The act has been introduced in 12 state legislatures and is expected to be scrutinized by every state legislative body sometime this year. Key provisions:

•Governors could declare a public-health emergency without consulting the legislature, courts or public-health officials.

•An “emergency” could be prompted by any “disease caused by a living organism” that “may or may not be transmissible from person to person, animal to person, or insect to person.” This definition, in the eyes of some, could include the flu or other ordinary viral illnesses.

•Public health officials could quarantine people “suspected of having” an “infectious disease,” make vaccination mandatory, order medical exams and fine doctors if they don't comply.

•The state could mobilize its “organized militia,” presumably the National Guard, and seize control of private property, including “communication devices, real estate, fuels, food, clothing and health care facilities.”

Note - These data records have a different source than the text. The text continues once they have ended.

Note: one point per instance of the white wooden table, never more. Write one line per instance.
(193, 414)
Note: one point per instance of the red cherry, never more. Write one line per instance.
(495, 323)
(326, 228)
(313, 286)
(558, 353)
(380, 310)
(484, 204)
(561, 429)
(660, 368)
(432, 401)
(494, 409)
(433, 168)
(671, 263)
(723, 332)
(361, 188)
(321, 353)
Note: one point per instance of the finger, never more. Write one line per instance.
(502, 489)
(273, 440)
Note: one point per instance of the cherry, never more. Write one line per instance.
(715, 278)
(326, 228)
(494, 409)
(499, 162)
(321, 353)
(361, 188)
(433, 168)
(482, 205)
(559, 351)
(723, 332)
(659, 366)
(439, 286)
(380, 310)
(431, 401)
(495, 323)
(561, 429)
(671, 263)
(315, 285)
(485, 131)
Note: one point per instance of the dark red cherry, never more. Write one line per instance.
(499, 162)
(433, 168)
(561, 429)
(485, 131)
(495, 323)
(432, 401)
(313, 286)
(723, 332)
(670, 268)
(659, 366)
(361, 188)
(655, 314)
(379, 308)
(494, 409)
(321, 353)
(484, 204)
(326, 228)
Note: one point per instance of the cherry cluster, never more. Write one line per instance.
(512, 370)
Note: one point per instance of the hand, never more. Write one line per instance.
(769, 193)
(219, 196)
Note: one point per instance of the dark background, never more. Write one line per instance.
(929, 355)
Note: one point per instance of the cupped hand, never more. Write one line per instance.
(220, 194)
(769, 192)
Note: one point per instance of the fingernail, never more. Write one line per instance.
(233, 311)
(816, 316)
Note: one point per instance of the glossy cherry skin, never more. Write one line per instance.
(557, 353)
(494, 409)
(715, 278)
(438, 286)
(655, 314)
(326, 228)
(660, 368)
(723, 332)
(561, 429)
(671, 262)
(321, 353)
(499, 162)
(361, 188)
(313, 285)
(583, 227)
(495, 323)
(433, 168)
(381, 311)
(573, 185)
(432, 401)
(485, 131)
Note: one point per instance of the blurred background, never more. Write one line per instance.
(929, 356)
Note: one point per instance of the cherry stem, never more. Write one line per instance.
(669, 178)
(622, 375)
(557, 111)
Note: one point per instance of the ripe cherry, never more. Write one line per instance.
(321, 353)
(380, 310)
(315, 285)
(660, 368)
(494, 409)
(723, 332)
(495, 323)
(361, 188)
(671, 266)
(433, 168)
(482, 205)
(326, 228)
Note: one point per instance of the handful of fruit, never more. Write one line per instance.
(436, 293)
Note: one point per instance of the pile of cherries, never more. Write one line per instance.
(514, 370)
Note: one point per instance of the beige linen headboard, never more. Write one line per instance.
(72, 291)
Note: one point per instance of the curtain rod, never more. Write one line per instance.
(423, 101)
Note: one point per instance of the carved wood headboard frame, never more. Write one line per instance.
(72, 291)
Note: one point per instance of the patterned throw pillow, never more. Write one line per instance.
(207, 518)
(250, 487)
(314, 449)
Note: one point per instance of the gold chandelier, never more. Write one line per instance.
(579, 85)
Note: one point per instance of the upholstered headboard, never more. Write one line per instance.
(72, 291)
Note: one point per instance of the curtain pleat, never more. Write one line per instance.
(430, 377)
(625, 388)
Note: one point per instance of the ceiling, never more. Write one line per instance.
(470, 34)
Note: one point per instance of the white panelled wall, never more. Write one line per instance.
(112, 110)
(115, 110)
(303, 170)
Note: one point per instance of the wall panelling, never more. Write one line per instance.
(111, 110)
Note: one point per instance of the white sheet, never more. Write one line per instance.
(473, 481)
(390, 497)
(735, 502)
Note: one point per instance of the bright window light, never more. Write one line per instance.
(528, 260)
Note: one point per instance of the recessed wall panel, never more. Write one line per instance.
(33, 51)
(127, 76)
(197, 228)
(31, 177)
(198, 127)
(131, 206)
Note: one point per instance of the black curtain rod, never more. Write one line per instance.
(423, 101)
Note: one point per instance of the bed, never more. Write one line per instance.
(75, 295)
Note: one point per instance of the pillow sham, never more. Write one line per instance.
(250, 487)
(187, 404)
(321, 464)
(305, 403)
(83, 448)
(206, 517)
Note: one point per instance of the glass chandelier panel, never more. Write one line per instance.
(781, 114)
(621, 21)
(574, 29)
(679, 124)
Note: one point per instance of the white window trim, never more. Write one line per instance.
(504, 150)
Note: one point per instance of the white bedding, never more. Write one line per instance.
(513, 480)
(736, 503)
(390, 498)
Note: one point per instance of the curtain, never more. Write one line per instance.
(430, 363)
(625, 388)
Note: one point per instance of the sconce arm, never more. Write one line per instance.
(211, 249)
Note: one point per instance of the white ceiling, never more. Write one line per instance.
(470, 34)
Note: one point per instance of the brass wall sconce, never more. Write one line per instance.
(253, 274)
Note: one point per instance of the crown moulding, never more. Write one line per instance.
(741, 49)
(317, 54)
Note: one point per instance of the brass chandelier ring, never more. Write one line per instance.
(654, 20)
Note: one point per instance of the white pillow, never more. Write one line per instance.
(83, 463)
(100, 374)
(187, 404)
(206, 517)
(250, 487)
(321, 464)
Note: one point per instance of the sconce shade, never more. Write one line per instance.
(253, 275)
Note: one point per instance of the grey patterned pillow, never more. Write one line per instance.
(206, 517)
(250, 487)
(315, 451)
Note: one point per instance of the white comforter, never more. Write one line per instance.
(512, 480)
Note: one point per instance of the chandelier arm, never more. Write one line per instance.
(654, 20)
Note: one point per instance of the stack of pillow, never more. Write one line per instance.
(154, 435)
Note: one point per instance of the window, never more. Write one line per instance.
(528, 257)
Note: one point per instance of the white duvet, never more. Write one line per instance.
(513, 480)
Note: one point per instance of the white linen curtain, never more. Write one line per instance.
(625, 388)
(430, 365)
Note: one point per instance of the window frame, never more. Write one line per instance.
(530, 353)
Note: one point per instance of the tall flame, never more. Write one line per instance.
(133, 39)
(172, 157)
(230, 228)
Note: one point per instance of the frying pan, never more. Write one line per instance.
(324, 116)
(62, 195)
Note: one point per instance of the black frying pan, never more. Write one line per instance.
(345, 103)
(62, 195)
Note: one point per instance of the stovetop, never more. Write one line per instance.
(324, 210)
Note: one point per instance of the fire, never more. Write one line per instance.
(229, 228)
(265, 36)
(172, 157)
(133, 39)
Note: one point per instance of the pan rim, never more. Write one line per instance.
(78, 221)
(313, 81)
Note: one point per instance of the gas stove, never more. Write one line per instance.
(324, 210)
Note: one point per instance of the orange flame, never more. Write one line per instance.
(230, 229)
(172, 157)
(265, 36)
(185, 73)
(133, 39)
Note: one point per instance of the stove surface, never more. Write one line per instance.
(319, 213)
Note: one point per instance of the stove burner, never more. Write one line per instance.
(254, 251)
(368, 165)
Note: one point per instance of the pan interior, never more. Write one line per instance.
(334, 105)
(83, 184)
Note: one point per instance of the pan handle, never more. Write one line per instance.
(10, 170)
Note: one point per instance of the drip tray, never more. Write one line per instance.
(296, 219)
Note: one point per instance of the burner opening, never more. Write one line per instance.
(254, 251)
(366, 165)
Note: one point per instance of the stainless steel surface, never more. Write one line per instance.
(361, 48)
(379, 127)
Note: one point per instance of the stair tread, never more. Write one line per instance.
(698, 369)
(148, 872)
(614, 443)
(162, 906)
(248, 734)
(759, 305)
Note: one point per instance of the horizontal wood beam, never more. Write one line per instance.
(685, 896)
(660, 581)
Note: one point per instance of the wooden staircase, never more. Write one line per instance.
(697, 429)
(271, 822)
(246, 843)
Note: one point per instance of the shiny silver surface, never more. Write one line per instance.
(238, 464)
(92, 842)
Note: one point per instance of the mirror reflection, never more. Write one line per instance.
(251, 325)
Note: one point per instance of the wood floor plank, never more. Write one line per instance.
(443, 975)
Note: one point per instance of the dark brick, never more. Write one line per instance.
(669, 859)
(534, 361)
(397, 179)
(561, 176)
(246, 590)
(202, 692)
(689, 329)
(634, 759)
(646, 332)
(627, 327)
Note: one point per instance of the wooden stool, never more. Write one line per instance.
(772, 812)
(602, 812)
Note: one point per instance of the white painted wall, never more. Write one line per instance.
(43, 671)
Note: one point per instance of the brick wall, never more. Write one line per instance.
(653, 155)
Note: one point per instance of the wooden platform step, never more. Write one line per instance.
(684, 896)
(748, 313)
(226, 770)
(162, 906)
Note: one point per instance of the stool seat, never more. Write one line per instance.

So far, three states—South Dakota, Utah and New Mexico—have enacted the law, and a version has passed the Florida legislature. Similar proposals have been defeated in four states: Idaho, Washington, Wisconsin and Wyoming. In New York, the law has been introduced and is being considered by the state senate's public-health committee.

PENTAGON UNSCATHED?

The best-seller in Paris, according to Amazon.com's French operations, is Sept. 11: The Frightening Fraud (L'Effroyable Imposture) by lefty Green Party “journalist” and Voltaire Network luminary Thierry Meyssan. He claims that the Pentagon was never hit by a plane and that the U.S. establishment, led by the Pentagon disinformation gang, thought the whole thing up.

Dismissed as nuts by most French journalists, the book nonetheless has soared on the Internet. “This theory suits everyone,” snapped Le Nouvel Observateur. “There are no Islamic extremists, and everyone is happy. It eliminates reality.”

Some have suggested that the book is a spoof relying on the same French sense of humor that elevated Jerry Lewis to a comic genius.